Quarterly Market Update 3.31.2020

Scott Campbell |

The numbers are in for one of the worst quarters in the history of the U.S. stock market.  The U.S. market was down -20.57% for the first quarter of 2020.

In unprecedented fashion, the U.S. economy has been shut down to control the coronavirus, creating extraordinary volatility in the U.S. stock market.  On several occasions market limits were instituted and circuit breakers set off by the huge drops.  There were also a few record-breaking positive days.

It appears the market found a bottom two weeks ago.  But the volatility will continue as the market will test that bottom several times before it stabilizes and moves upward. 

The market will recover, and most experts predict the recovery will be “V shaped”.  Meaning the recovery will match the drop.  Just as the drop was quick and sudden, so will the recovery. 

There are lots of comparisons being made, but I find most are not applicable.  This situation is truly unprecedented.  Yes, the economy has come to a halt (recession), but it is not because an industry or part of the economy failed.  The economy has been forced to a halt.  As soon as the forced closures are lifted the economy will be back on its feet and all the positive metrics will return.  The main condition affecting the recovery will be the speed at which businesses are allowed to re-open.

Health experts are expecting the numbers regarding the coronavirus to improve mid-April.  The data is already showing the curve improving in many countries around the world and parts of the U.S.  I can’t listen to or watch the news.  I do not care for their presentation.  I use two websites for information and data.  Health officials also use these resources, because the data is accurate and unbiased:



I believe that one comparison is valid.  That is the comparison of the damage expected to be done by the coronavirus versus other health issues.  The coronavirus is killing people and we need to protect our population from pandemics.  But it is also important to have context in order to conduct a proper evaluation. 
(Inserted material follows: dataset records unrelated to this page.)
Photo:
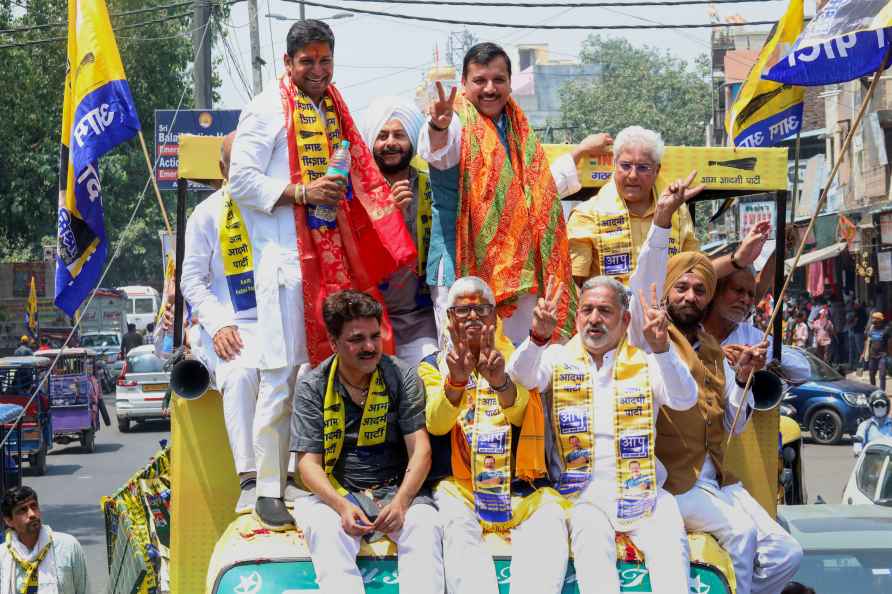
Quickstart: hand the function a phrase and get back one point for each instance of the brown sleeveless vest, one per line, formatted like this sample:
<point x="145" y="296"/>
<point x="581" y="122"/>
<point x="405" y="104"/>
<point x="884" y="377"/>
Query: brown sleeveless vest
<point x="684" y="438"/>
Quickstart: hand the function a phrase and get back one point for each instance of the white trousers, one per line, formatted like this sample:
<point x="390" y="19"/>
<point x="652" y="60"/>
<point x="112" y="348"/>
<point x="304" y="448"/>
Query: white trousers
<point x="539" y="551"/>
<point x="272" y="420"/>
<point x="419" y="549"/>
<point x="764" y="556"/>
<point x="239" y="387"/>
<point x="516" y="327"/>
<point x="661" y="538"/>
<point x="777" y="553"/>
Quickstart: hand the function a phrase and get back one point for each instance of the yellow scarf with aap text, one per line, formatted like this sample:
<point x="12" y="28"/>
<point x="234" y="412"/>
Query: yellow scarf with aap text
<point x="633" y="414"/>
<point x="30" y="584"/>
<point x="237" y="254"/>
<point x="372" y="427"/>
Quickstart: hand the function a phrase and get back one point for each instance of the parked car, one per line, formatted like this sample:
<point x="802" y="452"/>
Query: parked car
<point x="109" y="362"/>
<point x="144" y="303"/>
<point x="871" y="478"/>
<point x="847" y="548"/>
<point x="139" y="393"/>
<point x="828" y="405"/>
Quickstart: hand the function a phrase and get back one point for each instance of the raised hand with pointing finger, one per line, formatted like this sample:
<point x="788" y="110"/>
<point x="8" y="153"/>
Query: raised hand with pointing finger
<point x="441" y="109"/>
<point x="656" y="321"/>
<point x="675" y="194"/>
<point x="545" y="315"/>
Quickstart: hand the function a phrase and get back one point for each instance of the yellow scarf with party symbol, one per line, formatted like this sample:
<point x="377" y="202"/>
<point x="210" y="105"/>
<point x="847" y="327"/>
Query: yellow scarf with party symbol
<point x="372" y="427"/>
<point x="237" y="254"/>
<point x="30" y="584"/>
<point x="613" y="234"/>
<point x="633" y="412"/>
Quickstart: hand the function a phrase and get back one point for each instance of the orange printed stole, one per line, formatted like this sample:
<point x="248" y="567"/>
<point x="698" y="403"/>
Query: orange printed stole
<point x="510" y="228"/>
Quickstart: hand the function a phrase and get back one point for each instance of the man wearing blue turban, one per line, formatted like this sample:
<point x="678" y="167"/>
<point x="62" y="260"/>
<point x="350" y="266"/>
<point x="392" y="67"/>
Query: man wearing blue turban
<point x="390" y="128"/>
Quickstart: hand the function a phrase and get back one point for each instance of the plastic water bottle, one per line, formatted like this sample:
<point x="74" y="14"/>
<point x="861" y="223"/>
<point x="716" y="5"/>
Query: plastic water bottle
<point x="338" y="164"/>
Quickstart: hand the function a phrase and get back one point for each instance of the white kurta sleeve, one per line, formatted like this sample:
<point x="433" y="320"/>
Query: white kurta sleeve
<point x="673" y="384"/>
<point x="195" y="282"/>
<point x="449" y="155"/>
<point x="651" y="269"/>
<point x="530" y="366"/>
<point x="260" y="133"/>
<point x="734" y="398"/>
<point x="566" y="177"/>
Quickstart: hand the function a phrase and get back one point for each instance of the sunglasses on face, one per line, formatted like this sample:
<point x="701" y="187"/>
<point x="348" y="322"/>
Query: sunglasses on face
<point x="640" y="168"/>
<point x="463" y="311"/>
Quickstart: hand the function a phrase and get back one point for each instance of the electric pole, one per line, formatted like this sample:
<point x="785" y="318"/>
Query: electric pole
<point x="256" y="60"/>
<point x="201" y="48"/>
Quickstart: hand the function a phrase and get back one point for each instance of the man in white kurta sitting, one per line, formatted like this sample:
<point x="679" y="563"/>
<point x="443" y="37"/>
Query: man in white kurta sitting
<point x="35" y="559"/>
<point x="603" y="395"/>
<point x="221" y="292"/>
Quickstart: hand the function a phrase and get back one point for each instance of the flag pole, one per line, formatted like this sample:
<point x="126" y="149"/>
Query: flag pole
<point x="795" y="180"/>
<point x="814" y="217"/>
<point x="145" y="152"/>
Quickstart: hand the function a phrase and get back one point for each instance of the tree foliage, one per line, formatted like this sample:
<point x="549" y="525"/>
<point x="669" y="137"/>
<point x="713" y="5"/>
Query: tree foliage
<point x="157" y="58"/>
<point x="639" y="86"/>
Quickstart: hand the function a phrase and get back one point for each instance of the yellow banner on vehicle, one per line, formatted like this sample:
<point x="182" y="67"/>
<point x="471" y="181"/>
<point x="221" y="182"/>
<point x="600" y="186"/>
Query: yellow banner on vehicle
<point x="720" y="168"/>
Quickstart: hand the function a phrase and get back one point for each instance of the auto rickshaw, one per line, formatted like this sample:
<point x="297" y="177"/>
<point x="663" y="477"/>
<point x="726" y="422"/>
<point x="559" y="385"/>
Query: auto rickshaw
<point x="20" y="379"/>
<point x="75" y="397"/>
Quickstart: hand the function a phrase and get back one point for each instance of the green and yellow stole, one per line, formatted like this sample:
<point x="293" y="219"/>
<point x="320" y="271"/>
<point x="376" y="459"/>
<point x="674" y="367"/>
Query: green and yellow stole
<point x="372" y="427"/>
<point x="237" y="254"/>
<point x="633" y="413"/>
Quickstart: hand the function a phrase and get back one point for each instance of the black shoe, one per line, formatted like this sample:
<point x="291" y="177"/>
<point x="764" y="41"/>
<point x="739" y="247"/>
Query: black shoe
<point x="271" y="512"/>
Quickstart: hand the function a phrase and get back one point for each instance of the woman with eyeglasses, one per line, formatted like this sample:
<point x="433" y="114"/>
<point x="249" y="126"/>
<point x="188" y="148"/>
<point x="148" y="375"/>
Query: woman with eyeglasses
<point x="879" y="424"/>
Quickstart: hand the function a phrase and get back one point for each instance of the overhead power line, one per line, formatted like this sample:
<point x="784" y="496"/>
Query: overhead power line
<point x="341" y="7"/>
<point x="119" y="28"/>
<point x="559" y="4"/>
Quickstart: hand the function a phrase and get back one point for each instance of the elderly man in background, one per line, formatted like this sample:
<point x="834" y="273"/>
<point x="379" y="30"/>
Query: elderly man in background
<point x="218" y="234"/>
<point x="606" y="232"/>
<point x="488" y="439"/>
<point x="391" y="127"/>
<point x="496" y="211"/>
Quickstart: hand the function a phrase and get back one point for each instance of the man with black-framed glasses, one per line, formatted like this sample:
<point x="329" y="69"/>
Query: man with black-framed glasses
<point x="606" y="232"/>
<point x="487" y="440"/>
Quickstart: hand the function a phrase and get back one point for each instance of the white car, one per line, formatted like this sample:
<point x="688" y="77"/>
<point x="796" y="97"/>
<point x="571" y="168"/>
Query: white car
<point x="871" y="479"/>
<point x="139" y="393"/>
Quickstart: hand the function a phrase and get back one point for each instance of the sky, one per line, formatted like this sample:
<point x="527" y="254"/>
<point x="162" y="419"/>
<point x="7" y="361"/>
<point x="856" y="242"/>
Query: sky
<point x="386" y="56"/>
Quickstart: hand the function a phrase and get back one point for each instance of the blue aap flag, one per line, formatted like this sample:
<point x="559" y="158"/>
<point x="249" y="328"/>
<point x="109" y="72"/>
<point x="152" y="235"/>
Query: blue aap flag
<point x="846" y="40"/>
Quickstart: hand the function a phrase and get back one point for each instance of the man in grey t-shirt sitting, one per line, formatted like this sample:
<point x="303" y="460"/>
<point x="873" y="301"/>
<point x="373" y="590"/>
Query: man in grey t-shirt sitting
<point x="358" y="428"/>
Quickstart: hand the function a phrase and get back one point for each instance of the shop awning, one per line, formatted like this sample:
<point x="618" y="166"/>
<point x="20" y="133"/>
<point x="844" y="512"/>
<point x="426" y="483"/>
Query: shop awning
<point x="831" y="251"/>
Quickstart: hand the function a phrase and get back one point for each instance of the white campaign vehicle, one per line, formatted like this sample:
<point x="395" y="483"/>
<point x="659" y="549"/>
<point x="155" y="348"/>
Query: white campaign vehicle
<point x="871" y="479"/>
<point x="144" y="304"/>
<point x="139" y="393"/>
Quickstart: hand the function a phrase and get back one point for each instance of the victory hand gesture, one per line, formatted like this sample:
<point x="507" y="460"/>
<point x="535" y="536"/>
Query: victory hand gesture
<point x="751" y="359"/>
<point x="441" y="109"/>
<point x="676" y="194"/>
<point x="656" y="321"/>
<point x="752" y="244"/>
<point x="491" y="363"/>
<point x="459" y="359"/>
<point x="546" y="312"/>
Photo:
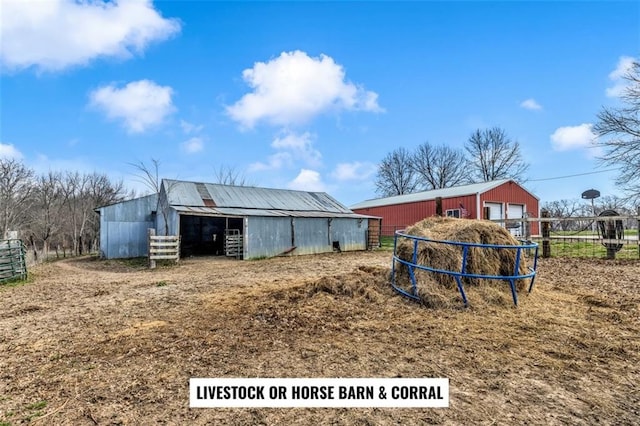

In the world of investments, using benchmarks is crucial.  All my due diligence is done comparing all aspects of investments to appropriate benchmarks.  That is the basis of prudent analysis.  Something the media ceased doing years ago.  The days of Jimmy Olson running around after the facts are long gone.

To get an idea of the exactly how bad the coronavirus is, it is important to compare it to other diseases and health issues that plague the U.S.  These are links to CDC website. 



It is important to understand the difference between the economy and the stock market.  The economy looks back.  The economic data for a quarter is not calculated until after the end of the quarter.  The stock market is forward looking.  The performance of the market today is based on how the market sees the future.

All the metrics used to measure the economy are going to be terrible over the next few months.  Unemployment is going to skyrocket, economic growth is going to grind to a halt, consumer spending is going to drop, and of course corporate profits/earnings are going to crash.  But this is all temporary and occurred because businesses were forced to close, mostly by government order.  Although the numbers are going to be terrible, the market has already accounted for them.

It is true that many small businesses will not make it through the lockdown.  And many, many people are suffering economically.  But as soon as businesses are allowed to re-open people can get back to work.  And consumer demand will return with fervor.  While some businesses will not survive, new businesses will replace them because the demand is not gone.  The physical businesses (stores and restaurants) are still there, they just need new owners to take over.

The government has stepped in with a huge stimulus spending bill. The stimulus will provide direct cash payments to individuals and access to loans with very favorable terms for small businesses.  So, help is on the way for individuals and small businesses who are suffering financially.  We will have to address the $3T cost that is being added to our every growing debt later.

One important cause for the current market crash is the Oil industry.  At the same time the coronavirus began to hit the U.S., Russia and Saudi Arabi got into a major disagreement over oil production.  They were working on an agreement, but at the last minute the deal blew up.  In response, Saudi Arabi dropped the price of oil and refused to decrease production – in a global marketplace were demand is dropping.  This has caused the price of oil to plummet.  While this is good for us at the pump, it is not good for the economy or stock market.  When oil prices drop, oil becomes too expensive to produce.  Many oil production companies reduce or shut down operations which causes unemployment.  This also causes oil/energy company stocks to drop in price.

Investors must remain patient and steadfast.  The drop in the market was sudden and totally unexpected.  All our accounts have dropped in value.  The fastest way to get your account back is to keep it invested.  If you have been watching, there have been record setting positive days.  If you miss even one of these big recovery days, your account performance will be negatively affected.